St Michael's church was consecrated in 1815 as a chapel of ease to St Mary Walton. It was designed by John Cragg, owner of the Mersey Iron Foundry in Liverpool and Thomas Rickman, a self taught architect. The church was built entirely at Cragg's own expense for the sum of £7,865 which equates to well over half a million pounds in today's money.
Along with the other three churches built around this time by Cragg, St Michael's was constructed on a cast iron frame, and its door and window frames and tracery were made of the same material, but only in St Michael's is the use of cast iron for external ornamentation so readily visible. The north and south elevations and the top of the tower are fringed by cast iron parapets and more than twenty cast iron pinnacles.
Equally important in the church's construction is the use of Welsh slate: it is thought that the building was originally clad with slate, and the nave roof is made of a double skin of large slate panels each measuring approximately 2x0.75 metres. The roof is of such a shallow pitch that its novel method of construction cannot be seen from ground level.

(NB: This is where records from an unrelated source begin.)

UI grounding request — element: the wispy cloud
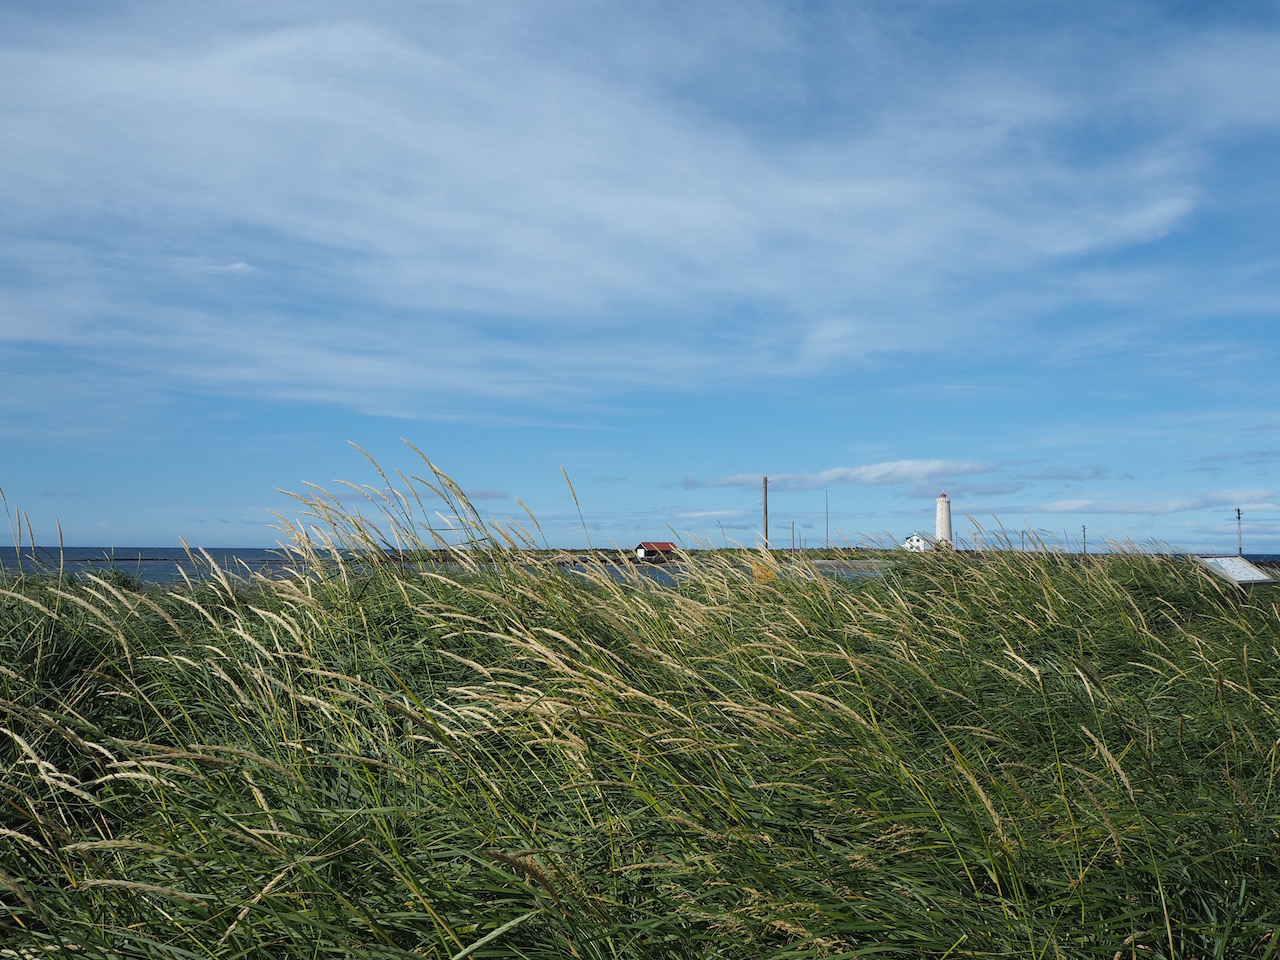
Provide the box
[1019,466,1110,483]
[4,5,1280,420]
[5,4,1280,549]
[1197,449,1280,468]
[466,489,511,502]
[673,509,746,520]
[686,459,995,491]
[1040,490,1276,516]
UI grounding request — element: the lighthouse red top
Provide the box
[940,491,948,499]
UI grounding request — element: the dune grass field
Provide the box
[3,465,1280,958]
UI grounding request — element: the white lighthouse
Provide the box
[935,492,953,547]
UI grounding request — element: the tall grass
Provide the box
[3,460,1280,957]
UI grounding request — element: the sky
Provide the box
[3,0,1280,554]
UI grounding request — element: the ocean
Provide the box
[0,547,690,588]
[2,547,1278,588]
[0,547,298,586]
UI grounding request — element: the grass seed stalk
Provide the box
[1,456,1278,957]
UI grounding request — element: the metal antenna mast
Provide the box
[762,476,769,550]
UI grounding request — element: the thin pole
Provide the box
[1082,524,1087,556]
[791,520,795,553]
[825,490,829,550]
[1238,508,1243,557]
[763,476,769,550]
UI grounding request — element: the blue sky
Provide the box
[3,0,1280,553]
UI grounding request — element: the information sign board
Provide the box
[1195,556,1275,586]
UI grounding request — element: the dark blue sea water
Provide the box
[0,547,679,587]
[3,547,1277,588]
[0,547,297,586]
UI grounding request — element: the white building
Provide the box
[902,532,932,552]
[936,492,953,547]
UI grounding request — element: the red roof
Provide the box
[637,541,677,551]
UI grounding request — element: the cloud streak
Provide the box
[687,460,995,492]
[1040,490,1276,516]
[4,4,1280,420]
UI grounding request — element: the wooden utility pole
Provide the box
[1082,524,1087,556]
[762,476,769,550]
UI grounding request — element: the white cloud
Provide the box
[673,509,746,520]
[466,489,511,502]
[690,459,995,491]
[2,4,1280,419]
[1041,489,1276,516]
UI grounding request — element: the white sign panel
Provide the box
[1195,556,1275,586]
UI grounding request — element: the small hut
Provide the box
[901,532,933,552]
[635,541,677,562]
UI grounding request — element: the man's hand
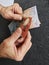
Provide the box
[0,3,23,20]
[0,28,32,61]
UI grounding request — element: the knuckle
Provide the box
[4,13,8,19]
[3,38,9,44]
[16,51,24,61]
[3,39,7,46]
[30,42,32,46]
[16,55,23,61]
[29,35,32,41]
[14,3,19,6]
[28,31,32,40]
[3,39,7,43]
[28,42,32,49]
[20,7,22,10]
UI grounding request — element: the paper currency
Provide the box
[8,6,41,34]
[23,6,41,29]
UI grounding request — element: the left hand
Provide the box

Internally, the stained glass windows are very impressive, particularly the large east window which was erected as a memorial to one of the parish's early incumbents, the Reverend William Hesketh; the topmost rose section of this feature is a representation of the Holy Trinity.
The clock in the tower is part of a memorial to those who fell in the Great War of 1914-18, the rest of which can be found in the narthex. This consists of two marble panels carrying the names of the fallen and flanking a window which depicting St Michael.